Она смотрела на меня молча. Потом задумчиво произнесла:
– Обычно я не такая. Но что-то в вас меня раздражает.
– Какое совпадение. Меня в вас тоже.
Она пропустила мой ответ мимо ушей.
– Какое-то непрошибаемое самодовольство, – продолжала она. – До того непрошибаемое, что до вас не достучаться. И меня это бесит. Понимаете?
– Безусловно. Меня и самого в себе это бесит. Но к чему вы все это мне говорите?
– Чтобы вас побесить, – сказала она. – Зачем же еще? А я? Что вас раздражает во мне?
– Да ничего, – рассмеялся я.
Она насупилась. Я тут же пожалел о сказанном, но было поздно.
– Немчура проклятый, – поцедила она. Лицо ее побелело, она больше не смотрела на меня.
– К вашему сведению, Германия лишила меня гражданства, – сообщил я ей и тут же на самого себя за это разозлился.
– Неудивительно! – Наташа Петрова постучала в стекло над передним сиденьем. – В гостиницу «Рубен», пожалуйста, – распорядилась она.
– Простите, мадам, на какой это улице? – осведомился шофер.
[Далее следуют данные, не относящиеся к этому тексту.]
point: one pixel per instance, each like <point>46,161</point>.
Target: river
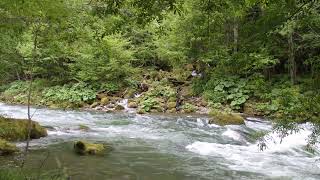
<point>164,147</point>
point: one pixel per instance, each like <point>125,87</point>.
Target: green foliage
<point>148,103</point>
<point>75,94</point>
<point>228,90</point>
<point>17,92</point>
<point>188,108</point>
<point>109,87</point>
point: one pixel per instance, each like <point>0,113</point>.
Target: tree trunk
<point>292,63</point>
<point>235,35</point>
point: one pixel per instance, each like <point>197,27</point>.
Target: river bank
<point>164,147</point>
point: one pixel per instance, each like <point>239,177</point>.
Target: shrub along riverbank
<point>179,91</point>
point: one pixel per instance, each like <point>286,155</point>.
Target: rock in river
<point>17,129</point>
<point>86,148</point>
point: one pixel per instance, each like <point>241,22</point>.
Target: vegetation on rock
<point>86,148</point>
<point>17,129</point>
<point>259,57</point>
<point>7,148</point>
<point>225,118</point>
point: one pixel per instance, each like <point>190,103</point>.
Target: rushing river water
<point>162,147</point>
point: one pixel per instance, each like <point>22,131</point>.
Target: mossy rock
<point>224,118</point>
<point>83,127</point>
<point>186,92</point>
<point>141,111</point>
<point>188,108</point>
<point>118,107</point>
<point>94,105</point>
<point>105,101</point>
<point>172,99</point>
<point>171,105</point>
<point>86,148</point>
<point>173,110</point>
<point>132,105</point>
<point>17,129</point>
<point>7,148</point>
<point>130,93</point>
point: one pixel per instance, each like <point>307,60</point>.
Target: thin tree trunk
<point>29,126</point>
<point>235,35</point>
<point>292,63</point>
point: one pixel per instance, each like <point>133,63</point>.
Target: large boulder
<point>86,148</point>
<point>105,101</point>
<point>132,105</point>
<point>7,148</point>
<point>119,107</point>
<point>17,129</point>
<point>225,118</point>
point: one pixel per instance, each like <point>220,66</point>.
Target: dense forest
<point>260,57</point>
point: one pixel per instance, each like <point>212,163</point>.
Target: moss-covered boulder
<point>83,127</point>
<point>94,105</point>
<point>17,129</point>
<point>105,101</point>
<point>172,105</point>
<point>225,118</point>
<point>188,108</point>
<point>119,107</point>
<point>7,148</point>
<point>132,105</point>
<point>86,148</point>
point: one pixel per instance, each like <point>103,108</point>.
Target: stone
<point>94,105</point>
<point>118,107</point>
<point>104,101</point>
<point>101,95</point>
<point>186,92</point>
<point>132,105</point>
<point>7,148</point>
<point>84,127</point>
<point>17,129</point>
<point>171,105</point>
<point>225,118</point>
<point>86,148</point>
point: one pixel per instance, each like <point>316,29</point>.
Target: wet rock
<point>186,92</point>
<point>172,99</point>
<point>110,106</point>
<point>101,96</point>
<point>94,105</point>
<point>85,148</point>
<point>129,93</point>
<point>83,127</point>
<point>225,118</point>
<point>119,107</point>
<point>172,110</point>
<point>104,101</point>
<point>17,129</point>
<point>144,87</point>
<point>172,105</point>
<point>188,108</point>
<point>7,148</point>
<point>141,111</point>
<point>132,105</point>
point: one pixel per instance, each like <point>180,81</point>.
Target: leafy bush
<point>17,92</point>
<point>110,87</point>
<point>148,103</point>
<point>76,94</point>
<point>227,90</point>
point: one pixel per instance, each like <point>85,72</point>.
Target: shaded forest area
<point>260,57</point>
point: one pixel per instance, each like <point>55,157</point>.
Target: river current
<point>165,147</point>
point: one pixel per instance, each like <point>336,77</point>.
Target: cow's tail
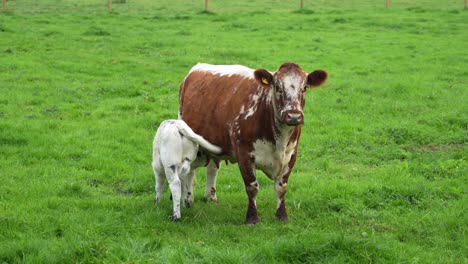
<point>185,130</point>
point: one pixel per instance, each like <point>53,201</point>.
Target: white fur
<point>224,70</point>
<point>175,149</point>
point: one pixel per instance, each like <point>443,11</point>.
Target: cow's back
<point>211,98</point>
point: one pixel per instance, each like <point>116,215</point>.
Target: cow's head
<point>289,85</point>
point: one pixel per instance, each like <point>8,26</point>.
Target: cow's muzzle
<point>293,118</point>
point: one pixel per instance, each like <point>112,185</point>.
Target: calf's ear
<point>263,77</point>
<point>317,78</point>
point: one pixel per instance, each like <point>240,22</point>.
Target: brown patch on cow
<point>263,77</point>
<point>281,212</point>
<point>317,78</point>
<point>240,110</point>
<point>252,214</point>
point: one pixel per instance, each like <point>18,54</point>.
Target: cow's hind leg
<point>188,195</point>
<point>247,169</point>
<point>160,181</point>
<point>280,189</point>
<point>211,173</point>
<point>175,186</point>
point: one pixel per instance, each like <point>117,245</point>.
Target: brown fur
<point>211,105</point>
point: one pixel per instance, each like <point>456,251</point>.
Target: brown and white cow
<point>255,116</point>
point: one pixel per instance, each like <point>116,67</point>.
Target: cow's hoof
<point>281,215</point>
<point>212,199</point>
<point>252,218</point>
<point>251,222</point>
<point>187,203</point>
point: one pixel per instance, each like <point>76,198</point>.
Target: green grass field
<point>381,175</point>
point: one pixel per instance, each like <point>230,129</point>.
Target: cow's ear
<point>317,78</point>
<point>263,77</point>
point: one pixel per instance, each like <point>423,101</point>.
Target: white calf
<point>175,156</point>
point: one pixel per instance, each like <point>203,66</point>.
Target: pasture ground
<point>381,175</point>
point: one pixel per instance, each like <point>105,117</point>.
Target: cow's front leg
<point>188,195</point>
<point>247,168</point>
<point>211,173</point>
<point>281,186</point>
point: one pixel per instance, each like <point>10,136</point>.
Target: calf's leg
<point>175,186</point>
<point>211,173</point>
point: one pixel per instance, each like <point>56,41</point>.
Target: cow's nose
<point>294,119</point>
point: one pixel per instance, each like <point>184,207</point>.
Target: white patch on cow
<point>273,159</point>
<point>280,189</point>
<point>224,70</point>
<point>175,156</point>
<point>293,85</point>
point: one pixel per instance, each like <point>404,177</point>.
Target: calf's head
<point>289,86</point>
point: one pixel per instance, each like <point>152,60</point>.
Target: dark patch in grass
<point>152,245</point>
<point>454,11</point>
<point>51,111</point>
<point>58,233</point>
<point>4,29</point>
<point>304,11</point>
<point>73,190</point>
<point>13,141</point>
<point>441,169</point>
<point>184,33</point>
<point>401,135</point>
<point>417,9</point>
<point>318,249</point>
<point>51,33</point>
<point>179,17</point>
<point>93,182</point>
<point>207,12</point>
<point>137,188</point>
<point>340,20</point>
<point>96,31</point>
<point>155,17</point>
<point>380,197</point>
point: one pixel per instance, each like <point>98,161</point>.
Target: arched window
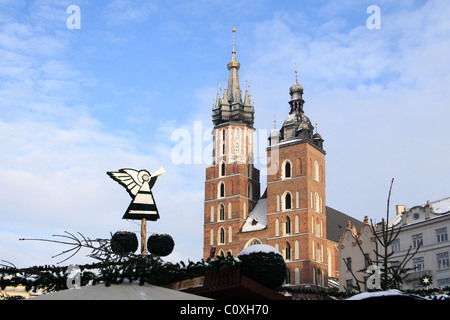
<point>288,251</point>
<point>286,170</point>
<point>237,142</point>
<point>288,276</point>
<point>288,225</point>
<point>299,165</point>
<point>316,171</point>
<point>223,141</point>
<point>287,201</point>
<point>221,190</point>
<point>316,202</point>
<point>221,212</point>
<point>222,169</point>
<point>221,236</point>
<point>297,275</point>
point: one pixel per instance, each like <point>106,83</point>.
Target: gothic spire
<point>234,89</point>
<point>231,107</point>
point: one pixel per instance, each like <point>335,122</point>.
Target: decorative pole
<point>143,236</point>
<point>139,185</point>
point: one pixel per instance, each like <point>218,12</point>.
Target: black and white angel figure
<point>139,185</point>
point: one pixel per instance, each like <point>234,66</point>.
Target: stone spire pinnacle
<point>234,89</point>
<point>232,108</point>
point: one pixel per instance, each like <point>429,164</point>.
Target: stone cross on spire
<point>234,89</point>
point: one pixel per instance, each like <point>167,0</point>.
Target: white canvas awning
<point>124,291</point>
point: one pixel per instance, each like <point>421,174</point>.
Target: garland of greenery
<point>112,269</point>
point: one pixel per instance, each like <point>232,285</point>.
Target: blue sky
<point>77,103</point>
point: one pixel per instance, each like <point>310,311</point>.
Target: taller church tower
<point>232,184</point>
<point>291,213</point>
<point>296,216</point>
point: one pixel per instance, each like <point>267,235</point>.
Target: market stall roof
<point>124,291</point>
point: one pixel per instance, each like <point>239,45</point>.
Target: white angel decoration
<point>139,185</point>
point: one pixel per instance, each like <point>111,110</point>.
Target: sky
<point>132,86</point>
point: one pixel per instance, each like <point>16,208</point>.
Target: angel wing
<point>127,178</point>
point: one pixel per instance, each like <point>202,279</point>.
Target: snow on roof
<point>366,295</point>
<point>257,218</point>
<point>265,248</point>
<point>441,206</point>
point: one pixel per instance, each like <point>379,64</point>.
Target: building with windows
<point>424,227</point>
<point>291,214</point>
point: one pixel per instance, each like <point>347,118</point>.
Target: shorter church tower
<point>296,217</point>
<point>232,184</point>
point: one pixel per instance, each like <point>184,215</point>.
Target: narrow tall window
<point>288,225</point>
<point>221,236</point>
<point>223,141</point>
<point>287,170</point>
<point>221,213</point>
<point>288,251</point>
<point>288,201</point>
<point>417,240</point>
<point>222,169</point>
<point>443,261</point>
<point>441,235</point>
<point>316,171</point>
<point>221,190</point>
<point>349,264</point>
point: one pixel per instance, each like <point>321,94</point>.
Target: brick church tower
<point>291,213</point>
<point>296,219</point>
<point>232,185</point>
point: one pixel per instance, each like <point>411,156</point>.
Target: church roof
<point>336,222</point>
<point>257,218</point>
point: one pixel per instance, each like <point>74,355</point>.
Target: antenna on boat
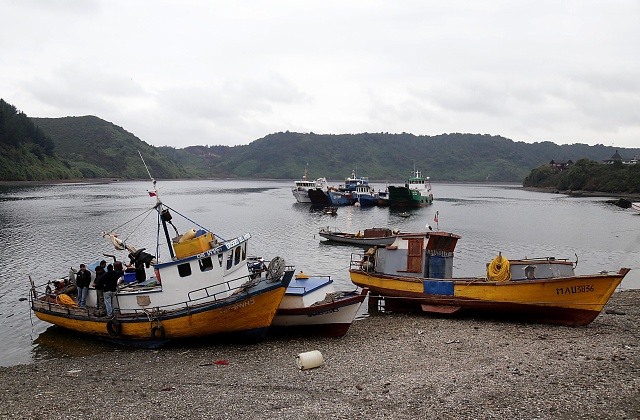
<point>153,193</point>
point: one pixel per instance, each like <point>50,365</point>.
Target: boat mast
<point>163,213</point>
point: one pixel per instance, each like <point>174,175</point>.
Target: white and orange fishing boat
<point>415,273</point>
<point>203,288</point>
<point>312,306</point>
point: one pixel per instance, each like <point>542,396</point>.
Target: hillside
<point>383,156</point>
<point>26,152</point>
<point>89,147</point>
<point>100,149</point>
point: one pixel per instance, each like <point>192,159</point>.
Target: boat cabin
<point>427,254</point>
– Это там же, откуда мы приехали.
– Как прикажете.
– Не нужно меня отвозить, – сказал я. – Могу и здесь сойти. Автобусы ходят, прекрасно доберусь.
– Как вам угодно. Вы же здесь как дома.
– Остановите, пожалуйста, – обратился я к шоферу. – Премного благодарю, – сказал я Наташе и вышел. Она не ответила.
Я стоял на Восемьдесят шестой улице в Нью-Йорке, уставившись на кафе «Гинденбург», откуда гремел духовой оркестр. В окне кафе «Гайгер» пухлым кольцом был выложен до боли знакомый мраморный кекс. Рядом в витрине мясной лавки висели кровяные колбасы. И вокруг сплошь немецкие звуки. Все эти годы я так часто воображал себе, до чего радостно будет однажды вернуться домой, но я и думать не думал, что вот таким может оказаться мое возвращение.